Recoveries in different areas
While stories of decentralized exchange hacks worth hundreds of millions of dollars make the headlines, it should not be forgotten that people who are victims of romance scams, insurers paying ransoms, victims of scams in general and insolvency proceedings involving digital funds, there are ways to investigate and recover bitcoins and other blockchain-based assets.
It is important to note that where victims can come together to create an appropriate group for a class action, litigation funding may be available and the cost of the process shared. It can also lead to massive recovery, helping those who have only lost a little.
In addition, insurers, who continue to pay bitcoin ransoms on behalf of their customers, may be able to recoup those ransoms and break the payment cycle, fueling the pursuit of the ransomware industry. Insurers can become the solution, respecting their contract with their client and depriving criminals of their ransom.
There are endless applications for recovery, including bitcoin where applicable, and as common law precedents continue to multiply, best practices will continue to develop.

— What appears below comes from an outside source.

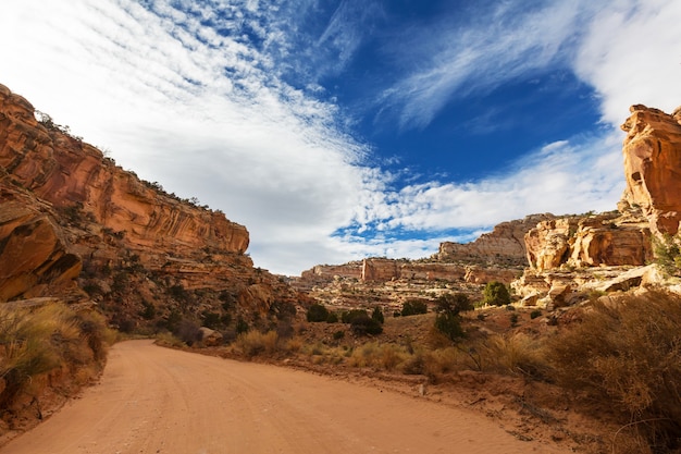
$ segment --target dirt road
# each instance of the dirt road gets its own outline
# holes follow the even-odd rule
[[[129,341],[101,383],[0,454],[561,453],[474,413]]]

The UK continues to recognize the value of fast and effective remedies in asset recovery and on 22 April 2021 the UKJT published the ‘Digital Dispute Resolution Rules’, which aim to facilitate rapid resolution and profitable business litigation involving digital and blockchain assets. In summary, the UK takes litigation involving blockchain seriously and the inherent flexibility of common law jurisdictions continues to focus on assisting victims and recovering ill-gotten gains.
This is a guest post by Matthew Green and Brian Mondoh. The opinions expressed are entirely their own and do not necessarily reflect those of BTC Inc. or Bitcoin Magazine.